【完】君に惚れた僕の負け。
「俺、誰かさんのせいで早起きも身に着いたし、朝早くでも夜遅くでも。恋々が呼べばいつでも行くよ」



繋いでない手であたしの涙をぬぐう朱里くんは呆れっぽく笑う。



「いつでも……?」


「うん。いつでも」


「嘘だぁ」


「嘘じゃねーし。

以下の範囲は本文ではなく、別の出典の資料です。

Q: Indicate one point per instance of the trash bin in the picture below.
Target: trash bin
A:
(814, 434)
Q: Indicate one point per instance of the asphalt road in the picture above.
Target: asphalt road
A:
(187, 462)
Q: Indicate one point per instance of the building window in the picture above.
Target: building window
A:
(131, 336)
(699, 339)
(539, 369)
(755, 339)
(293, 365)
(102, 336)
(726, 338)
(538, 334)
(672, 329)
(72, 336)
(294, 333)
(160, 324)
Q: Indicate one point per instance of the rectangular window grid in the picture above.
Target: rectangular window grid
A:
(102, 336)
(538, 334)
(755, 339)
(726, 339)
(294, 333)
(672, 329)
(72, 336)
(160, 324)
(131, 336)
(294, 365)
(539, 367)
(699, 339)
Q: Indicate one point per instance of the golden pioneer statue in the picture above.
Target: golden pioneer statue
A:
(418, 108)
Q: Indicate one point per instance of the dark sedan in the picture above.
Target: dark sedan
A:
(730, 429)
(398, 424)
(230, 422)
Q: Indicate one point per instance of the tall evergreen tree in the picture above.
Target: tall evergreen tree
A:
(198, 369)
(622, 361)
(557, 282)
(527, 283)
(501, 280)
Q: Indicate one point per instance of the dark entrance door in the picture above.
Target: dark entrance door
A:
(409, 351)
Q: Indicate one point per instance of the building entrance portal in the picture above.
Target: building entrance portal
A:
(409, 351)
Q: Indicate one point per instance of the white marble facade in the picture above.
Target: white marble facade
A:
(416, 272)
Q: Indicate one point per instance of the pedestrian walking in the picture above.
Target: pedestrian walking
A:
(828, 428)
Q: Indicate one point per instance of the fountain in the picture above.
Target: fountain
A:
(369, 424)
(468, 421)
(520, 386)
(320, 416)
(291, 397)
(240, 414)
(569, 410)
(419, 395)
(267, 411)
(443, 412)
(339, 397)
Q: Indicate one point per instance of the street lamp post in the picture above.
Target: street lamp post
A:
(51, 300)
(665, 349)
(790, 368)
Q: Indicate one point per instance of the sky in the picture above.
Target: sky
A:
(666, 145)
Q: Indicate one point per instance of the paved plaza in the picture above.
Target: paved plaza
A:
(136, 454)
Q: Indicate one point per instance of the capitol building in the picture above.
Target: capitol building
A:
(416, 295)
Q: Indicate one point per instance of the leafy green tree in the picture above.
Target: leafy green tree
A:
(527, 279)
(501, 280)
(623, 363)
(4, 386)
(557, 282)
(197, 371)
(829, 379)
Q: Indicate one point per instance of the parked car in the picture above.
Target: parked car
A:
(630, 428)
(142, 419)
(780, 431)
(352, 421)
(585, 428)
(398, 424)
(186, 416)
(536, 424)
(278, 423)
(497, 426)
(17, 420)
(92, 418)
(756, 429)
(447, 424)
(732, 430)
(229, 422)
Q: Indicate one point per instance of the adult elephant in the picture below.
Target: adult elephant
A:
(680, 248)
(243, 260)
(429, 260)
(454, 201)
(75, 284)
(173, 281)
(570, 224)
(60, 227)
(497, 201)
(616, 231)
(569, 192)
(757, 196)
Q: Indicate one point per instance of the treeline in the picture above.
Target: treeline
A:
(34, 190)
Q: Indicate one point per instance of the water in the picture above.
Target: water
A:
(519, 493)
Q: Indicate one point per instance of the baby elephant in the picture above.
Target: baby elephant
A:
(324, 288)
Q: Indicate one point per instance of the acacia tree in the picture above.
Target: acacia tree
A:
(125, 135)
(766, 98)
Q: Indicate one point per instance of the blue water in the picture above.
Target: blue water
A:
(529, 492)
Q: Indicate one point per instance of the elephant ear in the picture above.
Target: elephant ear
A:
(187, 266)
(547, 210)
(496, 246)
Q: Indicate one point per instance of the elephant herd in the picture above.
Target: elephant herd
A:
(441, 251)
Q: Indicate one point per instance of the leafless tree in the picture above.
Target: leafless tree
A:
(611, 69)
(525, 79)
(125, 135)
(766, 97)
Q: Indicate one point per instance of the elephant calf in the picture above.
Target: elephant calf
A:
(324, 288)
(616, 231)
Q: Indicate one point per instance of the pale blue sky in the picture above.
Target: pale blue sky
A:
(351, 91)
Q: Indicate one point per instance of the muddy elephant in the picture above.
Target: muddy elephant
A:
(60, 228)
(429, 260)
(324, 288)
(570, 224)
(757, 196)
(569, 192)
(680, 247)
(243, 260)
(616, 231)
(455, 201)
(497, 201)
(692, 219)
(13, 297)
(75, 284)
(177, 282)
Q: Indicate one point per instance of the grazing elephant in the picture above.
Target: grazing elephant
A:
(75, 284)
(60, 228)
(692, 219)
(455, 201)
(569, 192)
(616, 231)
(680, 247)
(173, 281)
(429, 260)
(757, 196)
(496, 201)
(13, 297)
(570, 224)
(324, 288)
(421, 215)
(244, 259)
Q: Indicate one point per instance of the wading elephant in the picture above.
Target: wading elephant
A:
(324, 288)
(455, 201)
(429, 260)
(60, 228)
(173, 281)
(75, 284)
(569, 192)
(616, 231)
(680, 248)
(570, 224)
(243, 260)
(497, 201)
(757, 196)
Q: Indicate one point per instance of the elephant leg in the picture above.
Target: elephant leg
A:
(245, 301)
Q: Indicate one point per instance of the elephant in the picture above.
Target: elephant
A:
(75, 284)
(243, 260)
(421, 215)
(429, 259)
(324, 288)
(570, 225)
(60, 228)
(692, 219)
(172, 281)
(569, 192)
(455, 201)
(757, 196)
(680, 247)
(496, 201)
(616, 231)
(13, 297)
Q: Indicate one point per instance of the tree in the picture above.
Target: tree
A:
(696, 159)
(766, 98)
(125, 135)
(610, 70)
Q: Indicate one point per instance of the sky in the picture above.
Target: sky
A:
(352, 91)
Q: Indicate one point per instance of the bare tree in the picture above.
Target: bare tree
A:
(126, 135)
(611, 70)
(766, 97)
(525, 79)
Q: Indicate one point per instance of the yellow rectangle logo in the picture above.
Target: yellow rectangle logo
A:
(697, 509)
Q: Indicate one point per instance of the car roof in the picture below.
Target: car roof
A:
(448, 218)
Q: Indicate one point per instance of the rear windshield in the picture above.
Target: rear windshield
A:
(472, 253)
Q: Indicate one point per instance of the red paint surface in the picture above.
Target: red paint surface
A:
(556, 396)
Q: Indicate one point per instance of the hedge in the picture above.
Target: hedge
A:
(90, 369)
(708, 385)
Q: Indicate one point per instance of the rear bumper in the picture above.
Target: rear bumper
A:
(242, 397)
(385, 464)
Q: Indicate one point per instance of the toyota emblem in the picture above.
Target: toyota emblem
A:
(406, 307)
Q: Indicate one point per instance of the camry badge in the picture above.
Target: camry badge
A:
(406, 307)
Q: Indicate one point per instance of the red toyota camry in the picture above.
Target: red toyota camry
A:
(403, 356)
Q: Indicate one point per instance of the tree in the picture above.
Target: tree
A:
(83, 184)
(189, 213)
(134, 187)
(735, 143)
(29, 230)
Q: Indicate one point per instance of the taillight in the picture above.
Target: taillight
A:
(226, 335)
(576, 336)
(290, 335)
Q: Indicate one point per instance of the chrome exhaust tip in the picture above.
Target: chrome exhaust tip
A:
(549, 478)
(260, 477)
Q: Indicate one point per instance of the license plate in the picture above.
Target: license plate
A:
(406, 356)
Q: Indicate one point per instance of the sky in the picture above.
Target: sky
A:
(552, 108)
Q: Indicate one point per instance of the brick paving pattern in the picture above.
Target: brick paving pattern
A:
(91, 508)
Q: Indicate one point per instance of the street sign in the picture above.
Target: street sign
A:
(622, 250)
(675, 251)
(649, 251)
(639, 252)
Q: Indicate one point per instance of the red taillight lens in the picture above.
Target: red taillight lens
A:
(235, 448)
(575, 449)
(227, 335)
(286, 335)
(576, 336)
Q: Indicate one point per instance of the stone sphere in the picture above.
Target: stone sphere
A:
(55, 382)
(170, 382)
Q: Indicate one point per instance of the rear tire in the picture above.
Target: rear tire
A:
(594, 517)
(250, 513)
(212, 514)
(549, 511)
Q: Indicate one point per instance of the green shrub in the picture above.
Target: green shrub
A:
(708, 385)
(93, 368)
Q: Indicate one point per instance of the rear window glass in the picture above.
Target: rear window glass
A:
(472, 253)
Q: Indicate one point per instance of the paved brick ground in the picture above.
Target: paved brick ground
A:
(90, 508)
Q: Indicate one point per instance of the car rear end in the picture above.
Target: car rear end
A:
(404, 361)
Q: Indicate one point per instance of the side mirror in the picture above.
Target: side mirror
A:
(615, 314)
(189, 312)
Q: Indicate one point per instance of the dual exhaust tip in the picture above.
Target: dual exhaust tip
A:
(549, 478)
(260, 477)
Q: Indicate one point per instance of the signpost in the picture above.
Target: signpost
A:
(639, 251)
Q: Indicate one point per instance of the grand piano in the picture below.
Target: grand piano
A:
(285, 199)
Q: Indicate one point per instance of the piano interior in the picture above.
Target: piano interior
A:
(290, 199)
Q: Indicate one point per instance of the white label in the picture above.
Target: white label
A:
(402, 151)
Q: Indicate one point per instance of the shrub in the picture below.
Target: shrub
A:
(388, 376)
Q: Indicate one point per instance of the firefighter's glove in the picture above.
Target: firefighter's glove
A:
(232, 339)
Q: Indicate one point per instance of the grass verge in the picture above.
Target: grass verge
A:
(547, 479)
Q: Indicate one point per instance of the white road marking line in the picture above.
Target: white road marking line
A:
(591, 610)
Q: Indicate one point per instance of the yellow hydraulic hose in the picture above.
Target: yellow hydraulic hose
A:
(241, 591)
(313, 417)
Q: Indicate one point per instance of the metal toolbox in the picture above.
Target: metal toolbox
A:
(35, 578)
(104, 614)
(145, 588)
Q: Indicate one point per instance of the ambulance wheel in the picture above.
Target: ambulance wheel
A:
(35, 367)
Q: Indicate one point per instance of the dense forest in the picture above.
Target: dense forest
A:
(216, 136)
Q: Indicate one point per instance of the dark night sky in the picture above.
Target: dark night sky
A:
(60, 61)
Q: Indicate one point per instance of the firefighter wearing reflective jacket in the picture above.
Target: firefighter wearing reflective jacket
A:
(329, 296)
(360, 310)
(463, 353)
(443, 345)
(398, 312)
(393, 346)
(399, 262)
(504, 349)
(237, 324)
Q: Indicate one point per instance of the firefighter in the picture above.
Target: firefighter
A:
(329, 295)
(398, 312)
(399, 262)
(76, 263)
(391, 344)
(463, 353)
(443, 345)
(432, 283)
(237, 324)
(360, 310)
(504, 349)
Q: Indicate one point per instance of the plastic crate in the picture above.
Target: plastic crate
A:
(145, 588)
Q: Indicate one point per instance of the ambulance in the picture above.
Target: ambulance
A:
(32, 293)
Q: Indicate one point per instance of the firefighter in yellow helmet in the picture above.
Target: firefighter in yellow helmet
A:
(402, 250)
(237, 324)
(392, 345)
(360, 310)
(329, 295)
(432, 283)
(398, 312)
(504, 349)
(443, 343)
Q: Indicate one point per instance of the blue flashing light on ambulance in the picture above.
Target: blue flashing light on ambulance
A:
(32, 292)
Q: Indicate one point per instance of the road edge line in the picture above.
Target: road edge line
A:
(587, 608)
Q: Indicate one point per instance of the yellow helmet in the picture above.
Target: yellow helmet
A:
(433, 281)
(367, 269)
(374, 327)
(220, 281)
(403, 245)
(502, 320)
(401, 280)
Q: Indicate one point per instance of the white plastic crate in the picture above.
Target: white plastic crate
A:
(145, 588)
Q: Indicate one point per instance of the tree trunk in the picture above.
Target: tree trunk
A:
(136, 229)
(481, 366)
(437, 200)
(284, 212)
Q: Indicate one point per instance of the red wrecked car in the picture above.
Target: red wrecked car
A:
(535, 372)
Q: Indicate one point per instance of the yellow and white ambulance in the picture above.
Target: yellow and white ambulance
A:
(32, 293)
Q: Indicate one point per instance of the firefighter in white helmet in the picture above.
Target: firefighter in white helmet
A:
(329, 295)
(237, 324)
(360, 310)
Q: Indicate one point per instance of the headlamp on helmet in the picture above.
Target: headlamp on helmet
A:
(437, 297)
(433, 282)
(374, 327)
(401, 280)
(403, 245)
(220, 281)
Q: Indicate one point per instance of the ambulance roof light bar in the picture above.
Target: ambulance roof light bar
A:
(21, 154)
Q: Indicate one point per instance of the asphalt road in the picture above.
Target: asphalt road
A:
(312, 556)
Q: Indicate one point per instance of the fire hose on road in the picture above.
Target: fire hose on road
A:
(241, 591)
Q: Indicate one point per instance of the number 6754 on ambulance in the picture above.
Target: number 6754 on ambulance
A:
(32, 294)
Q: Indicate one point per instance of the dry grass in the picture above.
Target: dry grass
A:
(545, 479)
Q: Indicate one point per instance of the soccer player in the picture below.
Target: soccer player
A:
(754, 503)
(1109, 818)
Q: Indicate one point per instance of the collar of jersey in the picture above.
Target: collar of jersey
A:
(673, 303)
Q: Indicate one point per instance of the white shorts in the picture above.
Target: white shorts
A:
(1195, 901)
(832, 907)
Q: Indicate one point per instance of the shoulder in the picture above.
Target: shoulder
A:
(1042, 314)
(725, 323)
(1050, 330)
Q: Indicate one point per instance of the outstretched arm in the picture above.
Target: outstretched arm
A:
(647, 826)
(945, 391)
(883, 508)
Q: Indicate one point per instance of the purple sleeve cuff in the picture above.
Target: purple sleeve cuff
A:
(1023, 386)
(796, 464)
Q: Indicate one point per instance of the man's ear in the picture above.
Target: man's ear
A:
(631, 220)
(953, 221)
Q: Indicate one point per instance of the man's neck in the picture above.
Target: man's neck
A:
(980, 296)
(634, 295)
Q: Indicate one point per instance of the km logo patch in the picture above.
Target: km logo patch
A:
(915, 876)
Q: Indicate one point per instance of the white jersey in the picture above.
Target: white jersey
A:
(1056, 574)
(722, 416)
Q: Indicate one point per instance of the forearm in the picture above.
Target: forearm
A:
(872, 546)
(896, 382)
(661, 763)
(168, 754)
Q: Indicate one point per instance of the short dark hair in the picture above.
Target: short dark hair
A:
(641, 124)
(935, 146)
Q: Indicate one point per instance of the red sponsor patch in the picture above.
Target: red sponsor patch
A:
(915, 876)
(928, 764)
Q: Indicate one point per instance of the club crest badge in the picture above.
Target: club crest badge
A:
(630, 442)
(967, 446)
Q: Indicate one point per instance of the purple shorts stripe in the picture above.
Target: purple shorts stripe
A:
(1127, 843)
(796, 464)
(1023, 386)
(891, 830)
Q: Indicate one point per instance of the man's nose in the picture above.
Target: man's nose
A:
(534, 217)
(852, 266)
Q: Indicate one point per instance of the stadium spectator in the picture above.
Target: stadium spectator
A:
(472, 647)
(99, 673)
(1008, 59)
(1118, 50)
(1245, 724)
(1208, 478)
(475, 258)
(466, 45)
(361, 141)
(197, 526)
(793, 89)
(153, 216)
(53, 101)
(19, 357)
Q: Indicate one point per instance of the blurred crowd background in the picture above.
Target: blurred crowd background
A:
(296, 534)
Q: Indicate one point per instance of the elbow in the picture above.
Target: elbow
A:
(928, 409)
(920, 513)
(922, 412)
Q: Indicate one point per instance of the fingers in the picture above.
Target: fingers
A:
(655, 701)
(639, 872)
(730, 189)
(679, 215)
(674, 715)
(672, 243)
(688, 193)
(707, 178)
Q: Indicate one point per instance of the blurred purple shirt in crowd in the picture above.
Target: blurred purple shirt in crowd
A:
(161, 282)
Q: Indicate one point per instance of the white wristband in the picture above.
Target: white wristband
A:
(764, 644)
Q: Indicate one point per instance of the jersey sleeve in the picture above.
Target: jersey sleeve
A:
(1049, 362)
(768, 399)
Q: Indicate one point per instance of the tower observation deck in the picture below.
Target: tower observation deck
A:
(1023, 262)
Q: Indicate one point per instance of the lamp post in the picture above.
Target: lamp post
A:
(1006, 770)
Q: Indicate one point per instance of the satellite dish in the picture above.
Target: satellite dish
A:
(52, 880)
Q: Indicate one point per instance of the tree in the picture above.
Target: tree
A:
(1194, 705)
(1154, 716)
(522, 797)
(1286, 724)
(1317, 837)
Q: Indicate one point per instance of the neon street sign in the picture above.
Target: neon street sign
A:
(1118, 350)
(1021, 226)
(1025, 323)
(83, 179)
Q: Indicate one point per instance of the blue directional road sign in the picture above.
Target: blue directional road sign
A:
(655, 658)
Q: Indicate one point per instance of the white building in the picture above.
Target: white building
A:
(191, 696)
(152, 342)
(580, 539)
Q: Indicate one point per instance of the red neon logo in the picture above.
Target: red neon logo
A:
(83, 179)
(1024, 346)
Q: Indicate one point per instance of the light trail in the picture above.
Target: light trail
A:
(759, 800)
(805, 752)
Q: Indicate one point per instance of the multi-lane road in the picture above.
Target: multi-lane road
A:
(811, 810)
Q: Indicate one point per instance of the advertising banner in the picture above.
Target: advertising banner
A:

1秒はさすがに無理だけど走ってやるよ」



もう、だから……余計涙でるんだよ、そういう優しいのって。



「走ったら転ぶよ……」


「お前と一緒にすんな」



――ぺち。


おでこに落ちたデコピンは間抜けなくらい優しい。



「……痛くない」


「痛くしてない」


「……ふふ」


手はつないだまま、朱里くんの方を向いた。


綺麗な横顔は、天井を見ていて。


「……さみし」


「まだ言う?……俺まで寂しくなるからそれ以上言わないで」


「……寂しくなるの?」


涙を拭って、目を見開いた。



ずっと飄々としてた朱里くんも、あたしと離れるの寂しいって思ってくれるの?


朱里くんはふっと笑みを浮かべてからあたしに目を移した。